1. Strengthen personal cyber hygiene

Keep devices updated (especially OS and security patches).

Use strong, unique passwords with a password manager; enable multi-factor authentication (preferably app or hardware key, not SMS).

2. Prepare for service disruption

Have offline backups of crucial documents.

Know alternative ways to access savings, communicate with family or get news if primary services go down.

3. Be wary of crisis-driven disinformation

Infrastructure incidents often come with information operations, including rumours and fake narratives.

Follow trusted, verified sources for updates – a key theme we explored in Europe’s disinformation defence.
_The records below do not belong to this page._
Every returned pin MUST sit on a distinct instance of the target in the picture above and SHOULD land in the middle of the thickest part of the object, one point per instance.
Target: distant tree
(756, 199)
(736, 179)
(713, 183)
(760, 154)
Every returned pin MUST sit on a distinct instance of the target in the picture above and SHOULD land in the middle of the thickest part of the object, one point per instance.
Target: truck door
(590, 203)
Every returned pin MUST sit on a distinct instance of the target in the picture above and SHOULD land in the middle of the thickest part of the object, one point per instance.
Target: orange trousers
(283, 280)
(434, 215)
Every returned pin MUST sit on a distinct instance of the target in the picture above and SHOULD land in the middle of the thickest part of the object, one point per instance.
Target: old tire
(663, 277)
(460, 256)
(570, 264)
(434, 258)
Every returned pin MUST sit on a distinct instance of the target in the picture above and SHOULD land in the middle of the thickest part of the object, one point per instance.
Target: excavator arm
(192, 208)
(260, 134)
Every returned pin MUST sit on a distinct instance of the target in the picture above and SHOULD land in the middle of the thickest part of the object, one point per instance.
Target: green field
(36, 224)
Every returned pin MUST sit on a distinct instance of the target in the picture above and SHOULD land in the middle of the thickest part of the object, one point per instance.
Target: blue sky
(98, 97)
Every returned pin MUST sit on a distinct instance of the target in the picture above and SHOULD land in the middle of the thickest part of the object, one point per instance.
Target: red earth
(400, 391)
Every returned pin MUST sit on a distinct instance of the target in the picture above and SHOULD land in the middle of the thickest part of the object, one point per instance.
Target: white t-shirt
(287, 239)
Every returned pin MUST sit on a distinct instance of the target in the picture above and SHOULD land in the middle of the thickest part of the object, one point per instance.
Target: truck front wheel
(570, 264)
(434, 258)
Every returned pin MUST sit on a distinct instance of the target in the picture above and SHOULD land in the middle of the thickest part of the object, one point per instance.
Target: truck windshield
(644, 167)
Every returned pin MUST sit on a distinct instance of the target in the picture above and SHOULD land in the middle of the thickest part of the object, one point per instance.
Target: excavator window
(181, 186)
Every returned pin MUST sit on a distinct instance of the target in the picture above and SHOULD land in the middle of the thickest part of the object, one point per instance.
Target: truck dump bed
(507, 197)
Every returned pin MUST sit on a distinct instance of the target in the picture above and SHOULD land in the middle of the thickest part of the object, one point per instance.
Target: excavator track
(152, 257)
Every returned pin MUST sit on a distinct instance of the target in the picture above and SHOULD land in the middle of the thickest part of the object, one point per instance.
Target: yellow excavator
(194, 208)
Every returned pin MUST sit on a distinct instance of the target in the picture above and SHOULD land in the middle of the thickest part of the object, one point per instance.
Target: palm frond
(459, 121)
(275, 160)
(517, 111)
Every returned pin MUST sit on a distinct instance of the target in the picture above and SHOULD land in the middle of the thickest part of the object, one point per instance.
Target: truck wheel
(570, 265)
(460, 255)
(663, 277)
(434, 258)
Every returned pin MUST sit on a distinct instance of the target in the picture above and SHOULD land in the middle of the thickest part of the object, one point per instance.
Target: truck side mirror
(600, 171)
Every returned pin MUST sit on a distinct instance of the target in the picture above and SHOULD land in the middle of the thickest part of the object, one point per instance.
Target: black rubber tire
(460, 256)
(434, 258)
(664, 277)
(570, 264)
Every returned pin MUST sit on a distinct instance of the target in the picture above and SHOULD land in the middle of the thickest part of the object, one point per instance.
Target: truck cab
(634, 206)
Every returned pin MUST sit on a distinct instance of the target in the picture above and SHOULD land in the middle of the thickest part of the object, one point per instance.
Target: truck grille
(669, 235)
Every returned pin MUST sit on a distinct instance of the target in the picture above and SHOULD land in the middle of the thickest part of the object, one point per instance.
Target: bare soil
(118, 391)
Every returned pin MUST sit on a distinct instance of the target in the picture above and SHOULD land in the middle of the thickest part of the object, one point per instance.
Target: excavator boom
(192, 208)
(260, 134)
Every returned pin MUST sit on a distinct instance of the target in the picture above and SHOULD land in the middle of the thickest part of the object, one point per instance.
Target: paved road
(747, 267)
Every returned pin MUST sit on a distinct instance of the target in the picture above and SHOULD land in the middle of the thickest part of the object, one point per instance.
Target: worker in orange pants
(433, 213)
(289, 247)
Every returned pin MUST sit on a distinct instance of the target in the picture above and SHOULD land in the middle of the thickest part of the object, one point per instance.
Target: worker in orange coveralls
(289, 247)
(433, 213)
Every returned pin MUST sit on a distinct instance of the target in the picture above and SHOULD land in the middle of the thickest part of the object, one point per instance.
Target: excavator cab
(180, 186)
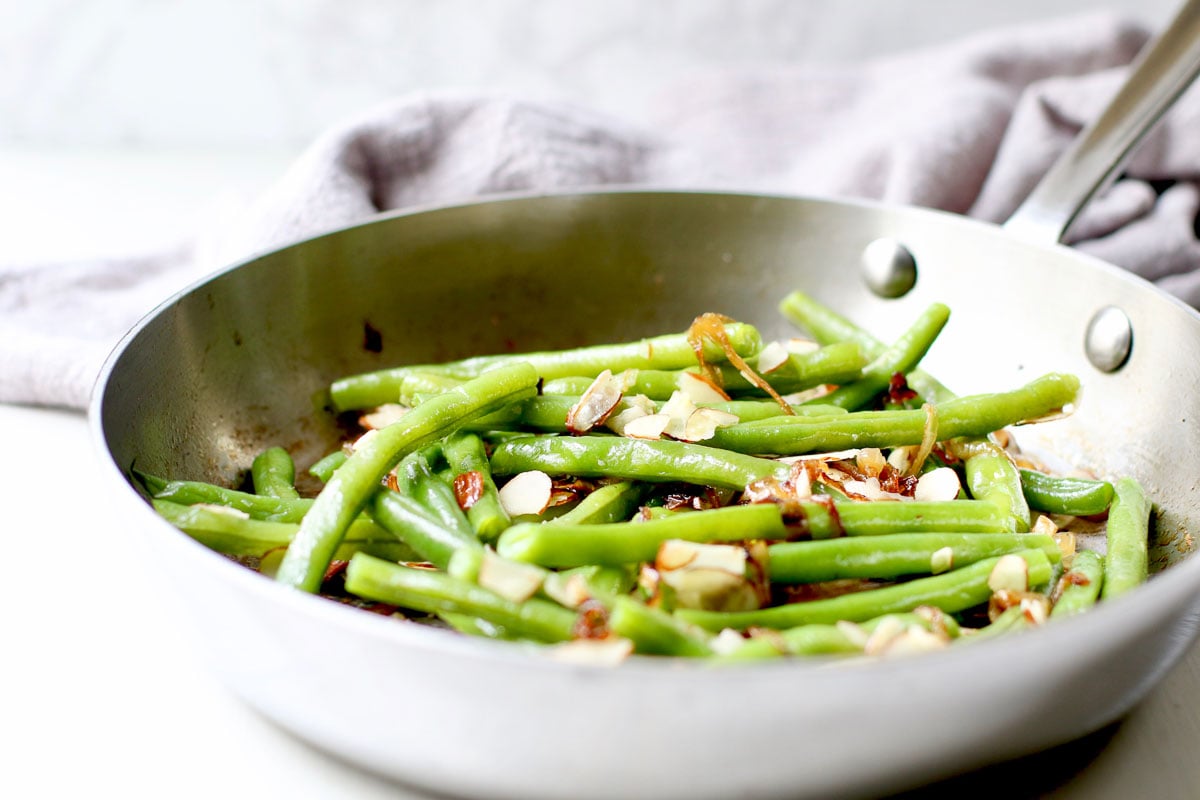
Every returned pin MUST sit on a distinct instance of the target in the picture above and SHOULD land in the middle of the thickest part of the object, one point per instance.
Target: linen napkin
(969, 127)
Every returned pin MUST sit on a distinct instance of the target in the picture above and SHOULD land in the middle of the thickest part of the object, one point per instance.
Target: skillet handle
(1164, 68)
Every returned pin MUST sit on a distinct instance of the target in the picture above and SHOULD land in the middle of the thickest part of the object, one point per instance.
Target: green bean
(827, 325)
(825, 518)
(611, 503)
(437, 593)
(418, 480)
(1126, 561)
(413, 524)
(823, 323)
(415, 385)
(274, 474)
(1080, 584)
(965, 416)
(655, 461)
(994, 477)
(897, 555)
(258, 506)
(654, 631)
(903, 356)
(235, 535)
(324, 468)
(819, 639)
(557, 545)
(1077, 497)
(1009, 620)
(951, 591)
(352, 486)
(468, 459)
(669, 352)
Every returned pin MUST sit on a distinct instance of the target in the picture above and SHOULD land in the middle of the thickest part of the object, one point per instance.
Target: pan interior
(243, 360)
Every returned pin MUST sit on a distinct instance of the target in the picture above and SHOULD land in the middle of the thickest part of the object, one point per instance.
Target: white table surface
(102, 692)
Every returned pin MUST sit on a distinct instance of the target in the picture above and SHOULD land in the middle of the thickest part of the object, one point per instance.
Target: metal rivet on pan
(1109, 338)
(888, 268)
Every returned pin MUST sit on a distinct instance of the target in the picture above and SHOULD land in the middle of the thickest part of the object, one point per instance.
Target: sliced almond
(510, 579)
(383, 415)
(1011, 573)
(798, 346)
(915, 639)
(703, 423)
(648, 426)
(677, 553)
(870, 461)
(607, 651)
(941, 560)
(773, 356)
(700, 389)
(1044, 524)
(941, 483)
(888, 629)
(1036, 608)
(358, 444)
(238, 513)
(677, 409)
(853, 633)
(726, 642)
(597, 403)
(526, 493)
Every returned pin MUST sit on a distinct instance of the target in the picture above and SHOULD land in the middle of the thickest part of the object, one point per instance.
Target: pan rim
(1165, 589)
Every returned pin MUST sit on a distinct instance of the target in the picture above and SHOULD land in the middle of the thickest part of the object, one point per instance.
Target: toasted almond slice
(799, 346)
(773, 356)
(648, 426)
(678, 408)
(870, 461)
(703, 422)
(853, 632)
(1036, 608)
(1011, 573)
(711, 589)
(363, 440)
(941, 483)
(941, 560)
(223, 510)
(510, 579)
(881, 637)
(1044, 524)
(912, 641)
(677, 554)
(526, 493)
(726, 642)
(700, 389)
(597, 403)
(383, 415)
(607, 651)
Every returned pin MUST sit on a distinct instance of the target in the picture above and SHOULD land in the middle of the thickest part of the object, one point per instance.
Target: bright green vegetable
(1126, 561)
(351, 487)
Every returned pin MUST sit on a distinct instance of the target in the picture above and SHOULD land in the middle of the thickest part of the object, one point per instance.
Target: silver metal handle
(1164, 68)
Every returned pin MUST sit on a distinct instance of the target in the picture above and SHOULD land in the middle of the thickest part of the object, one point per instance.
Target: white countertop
(102, 692)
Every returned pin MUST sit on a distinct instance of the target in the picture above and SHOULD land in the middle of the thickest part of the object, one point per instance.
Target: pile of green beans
(793, 525)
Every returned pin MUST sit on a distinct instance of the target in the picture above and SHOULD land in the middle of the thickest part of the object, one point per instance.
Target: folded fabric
(966, 127)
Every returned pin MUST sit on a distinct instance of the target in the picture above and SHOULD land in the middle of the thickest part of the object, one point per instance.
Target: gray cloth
(967, 127)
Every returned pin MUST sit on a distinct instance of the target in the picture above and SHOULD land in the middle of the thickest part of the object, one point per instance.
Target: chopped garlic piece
(941, 560)
(941, 483)
(1011, 573)
(526, 493)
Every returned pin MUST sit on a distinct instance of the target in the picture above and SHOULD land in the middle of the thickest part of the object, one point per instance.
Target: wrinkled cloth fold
(969, 127)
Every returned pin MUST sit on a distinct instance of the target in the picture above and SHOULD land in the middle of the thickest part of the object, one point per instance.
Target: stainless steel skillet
(239, 361)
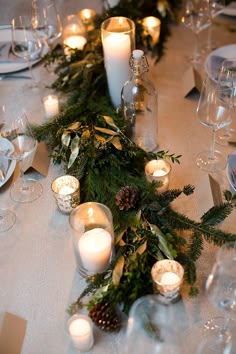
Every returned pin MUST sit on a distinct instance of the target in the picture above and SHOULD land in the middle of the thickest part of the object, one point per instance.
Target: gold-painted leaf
(106, 131)
(116, 143)
(65, 138)
(74, 126)
(100, 138)
(118, 270)
(85, 134)
(109, 121)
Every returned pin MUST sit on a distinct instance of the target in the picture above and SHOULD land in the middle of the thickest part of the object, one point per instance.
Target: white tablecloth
(37, 266)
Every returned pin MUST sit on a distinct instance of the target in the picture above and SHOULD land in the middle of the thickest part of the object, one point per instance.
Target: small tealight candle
(81, 332)
(51, 105)
(87, 17)
(158, 170)
(151, 26)
(66, 190)
(95, 248)
(167, 276)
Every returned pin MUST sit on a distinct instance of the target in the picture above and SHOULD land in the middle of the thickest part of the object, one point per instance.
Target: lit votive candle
(87, 17)
(159, 170)
(151, 26)
(51, 105)
(95, 247)
(167, 276)
(81, 332)
(66, 190)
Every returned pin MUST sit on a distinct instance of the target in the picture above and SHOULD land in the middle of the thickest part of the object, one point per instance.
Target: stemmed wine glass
(227, 78)
(17, 130)
(26, 43)
(214, 110)
(196, 17)
(221, 291)
(46, 21)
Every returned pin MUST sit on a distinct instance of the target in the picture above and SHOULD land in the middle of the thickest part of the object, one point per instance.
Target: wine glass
(46, 21)
(221, 291)
(227, 78)
(214, 110)
(26, 43)
(196, 17)
(17, 130)
(152, 328)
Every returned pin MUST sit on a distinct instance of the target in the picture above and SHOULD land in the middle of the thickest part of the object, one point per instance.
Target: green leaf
(116, 143)
(65, 139)
(118, 270)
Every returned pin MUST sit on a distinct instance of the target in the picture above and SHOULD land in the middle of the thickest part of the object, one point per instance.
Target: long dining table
(37, 266)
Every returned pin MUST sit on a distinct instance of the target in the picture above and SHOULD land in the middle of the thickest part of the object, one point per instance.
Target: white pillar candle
(95, 249)
(74, 42)
(117, 51)
(81, 333)
(51, 105)
(169, 278)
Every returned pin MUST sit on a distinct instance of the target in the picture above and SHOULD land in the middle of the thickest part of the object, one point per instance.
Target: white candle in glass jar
(74, 42)
(51, 105)
(117, 51)
(169, 278)
(81, 333)
(95, 248)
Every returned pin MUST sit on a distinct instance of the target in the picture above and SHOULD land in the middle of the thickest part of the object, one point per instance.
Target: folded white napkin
(232, 169)
(6, 55)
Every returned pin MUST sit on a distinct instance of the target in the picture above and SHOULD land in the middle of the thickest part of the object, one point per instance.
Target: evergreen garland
(88, 137)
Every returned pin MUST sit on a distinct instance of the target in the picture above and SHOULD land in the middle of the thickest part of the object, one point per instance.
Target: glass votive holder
(118, 41)
(167, 276)
(87, 16)
(74, 34)
(66, 190)
(80, 329)
(51, 106)
(151, 28)
(93, 237)
(159, 170)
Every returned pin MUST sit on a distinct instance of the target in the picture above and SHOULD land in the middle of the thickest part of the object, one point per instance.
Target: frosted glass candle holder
(93, 237)
(80, 330)
(167, 276)
(159, 170)
(118, 41)
(66, 190)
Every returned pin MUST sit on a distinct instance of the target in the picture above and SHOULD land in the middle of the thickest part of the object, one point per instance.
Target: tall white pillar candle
(95, 248)
(118, 42)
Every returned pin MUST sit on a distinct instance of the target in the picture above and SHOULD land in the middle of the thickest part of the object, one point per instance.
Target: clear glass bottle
(139, 104)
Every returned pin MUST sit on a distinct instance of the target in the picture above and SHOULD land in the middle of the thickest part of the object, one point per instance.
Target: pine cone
(105, 317)
(127, 198)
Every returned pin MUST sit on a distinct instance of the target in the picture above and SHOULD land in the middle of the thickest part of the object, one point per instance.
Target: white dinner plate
(230, 10)
(18, 65)
(228, 176)
(215, 59)
(6, 144)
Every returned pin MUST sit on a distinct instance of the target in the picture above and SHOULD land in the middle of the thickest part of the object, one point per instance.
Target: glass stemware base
(226, 136)
(7, 219)
(210, 163)
(26, 191)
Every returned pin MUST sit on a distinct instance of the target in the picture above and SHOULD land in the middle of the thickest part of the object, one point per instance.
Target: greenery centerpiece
(88, 137)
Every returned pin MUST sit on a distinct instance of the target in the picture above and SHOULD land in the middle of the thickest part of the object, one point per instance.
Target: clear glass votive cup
(118, 41)
(159, 170)
(80, 330)
(167, 276)
(93, 237)
(66, 190)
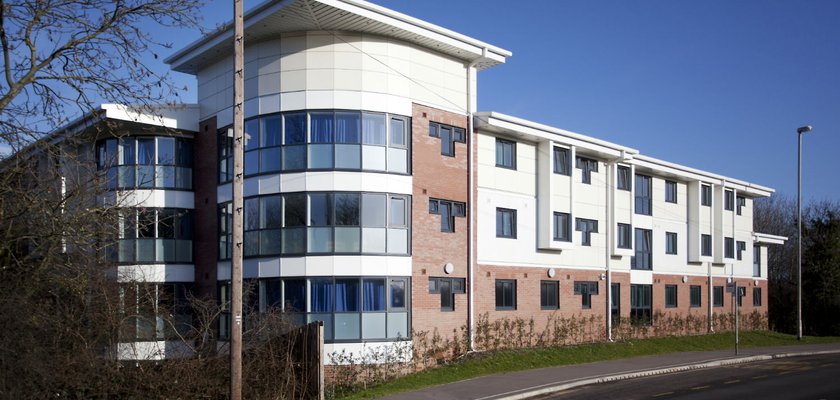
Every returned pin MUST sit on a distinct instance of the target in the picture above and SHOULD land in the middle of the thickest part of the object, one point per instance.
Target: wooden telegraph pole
(238, 177)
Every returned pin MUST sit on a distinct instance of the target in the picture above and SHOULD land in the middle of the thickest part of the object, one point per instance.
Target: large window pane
(373, 129)
(373, 210)
(347, 126)
(321, 127)
(294, 209)
(347, 209)
(270, 131)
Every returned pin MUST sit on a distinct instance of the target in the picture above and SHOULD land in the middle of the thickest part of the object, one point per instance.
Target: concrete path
(530, 383)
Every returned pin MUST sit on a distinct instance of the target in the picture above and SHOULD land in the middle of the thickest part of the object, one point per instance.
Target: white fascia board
(696, 174)
(539, 131)
(766, 238)
(174, 117)
(224, 33)
(420, 27)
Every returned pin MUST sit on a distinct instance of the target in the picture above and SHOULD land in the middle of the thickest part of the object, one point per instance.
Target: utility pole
(238, 178)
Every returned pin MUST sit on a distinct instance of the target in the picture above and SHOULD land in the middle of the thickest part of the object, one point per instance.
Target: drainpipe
(470, 200)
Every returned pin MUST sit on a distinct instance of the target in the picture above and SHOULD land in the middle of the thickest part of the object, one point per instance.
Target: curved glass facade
(319, 223)
(153, 162)
(154, 235)
(352, 308)
(320, 140)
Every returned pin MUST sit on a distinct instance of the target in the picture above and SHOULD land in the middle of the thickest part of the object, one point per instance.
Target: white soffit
(274, 17)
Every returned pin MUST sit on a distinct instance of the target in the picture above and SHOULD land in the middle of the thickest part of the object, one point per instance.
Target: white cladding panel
(314, 70)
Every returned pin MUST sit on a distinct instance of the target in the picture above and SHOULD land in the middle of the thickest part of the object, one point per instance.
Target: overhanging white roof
(273, 17)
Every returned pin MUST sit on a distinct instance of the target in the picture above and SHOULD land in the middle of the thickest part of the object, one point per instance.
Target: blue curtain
(321, 297)
(347, 127)
(373, 129)
(346, 295)
(373, 293)
(322, 127)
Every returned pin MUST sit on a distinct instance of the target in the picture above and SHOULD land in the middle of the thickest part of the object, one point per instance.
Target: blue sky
(717, 85)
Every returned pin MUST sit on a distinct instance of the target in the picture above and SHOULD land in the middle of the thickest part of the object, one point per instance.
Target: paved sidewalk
(525, 384)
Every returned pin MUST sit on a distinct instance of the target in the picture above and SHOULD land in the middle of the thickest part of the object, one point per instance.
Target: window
(644, 254)
(562, 227)
(624, 240)
(729, 200)
(562, 162)
(146, 162)
(696, 295)
(706, 195)
(705, 245)
(729, 247)
(643, 195)
(587, 167)
(319, 140)
(505, 153)
(505, 294)
(549, 295)
(505, 223)
(587, 227)
(641, 304)
(670, 191)
(447, 210)
(670, 243)
(448, 135)
(718, 293)
(447, 288)
(615, 302)
(741, 202)
(153, 235)
(670, 296)
(586, 289)
(623, 178)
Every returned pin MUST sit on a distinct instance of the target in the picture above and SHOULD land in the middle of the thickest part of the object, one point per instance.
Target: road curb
(561, 386)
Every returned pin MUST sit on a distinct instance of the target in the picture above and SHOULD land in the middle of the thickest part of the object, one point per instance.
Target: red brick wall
(205, 181)
(440, 177)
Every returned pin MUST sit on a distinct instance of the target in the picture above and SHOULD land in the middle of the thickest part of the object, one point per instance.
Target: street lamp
(800, 131)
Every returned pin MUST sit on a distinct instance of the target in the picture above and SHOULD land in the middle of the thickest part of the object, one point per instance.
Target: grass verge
(480, 364)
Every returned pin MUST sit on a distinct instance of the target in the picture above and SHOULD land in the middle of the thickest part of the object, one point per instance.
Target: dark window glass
(623, 178)
(505, 223)
(644, 250)
(670, 296)
(643, 195)
(549, 295)
(641, 304)
(670, 243)
(505, 294)
(294, 209)
(696, 295)
(705, 195)
(562, 227)
(729, 200)
(624, 238)
(562, 161)
(670, 191)
(705, 245)
(587, 167)
(729, 247)
(718, 296)
(505, 153)
(587, 227)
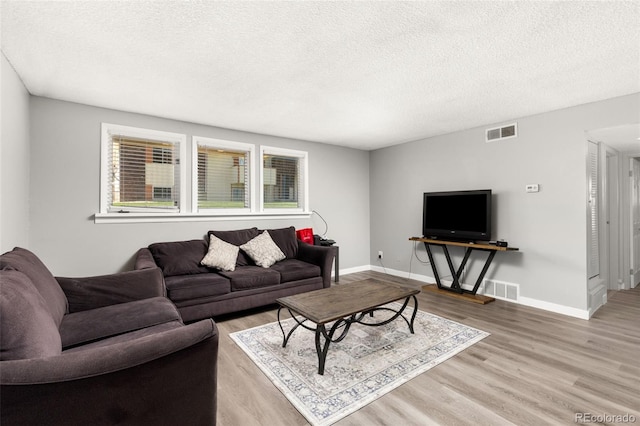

Infrastructure as the new front line

From AI-enhanced malware in power grids to mysterious damage on the seabed, critical infrastructure is now at the heart of global security and geopolitics.

Cyberattacks on energy, water and communications systems have surged and are increasingly tied to state-backed campaigns and hybrid warfare.

Undersea cables, carrying over 95% of international data, have emerged as strategic targets and vulnerabilities, especially in contested regions like the Baltic Sea.

The EU and allied democracies are racing to update defence roadmaps, cyber crisis blueprints and infrastructure policies to keep pace.

In earlier pieces – on AI in cyber warfare, NATO’s changing posture, transnational crime and cyber & telecom security – we’ve argued that modern security is defined by networks, flows and data, not just borders.

The emerging focus on critical infrastructure is the clearest expression of that reality yet.

For governments, the challenge is to anticipate and harden – before a crisis creates the political will. For businesses, it’s to treat infrastructure risk as a board-level issue, not just an IT problem. And for individuals, it’s to recognise that our everyday digital habits and resilience plans are now part of a much larger security picture.

The cables on the seabed, the switches in substations, the bits flowing through fibre: they may be invisible, but in the next decade, they will be as strategically important as any tank, missile or fighter jet.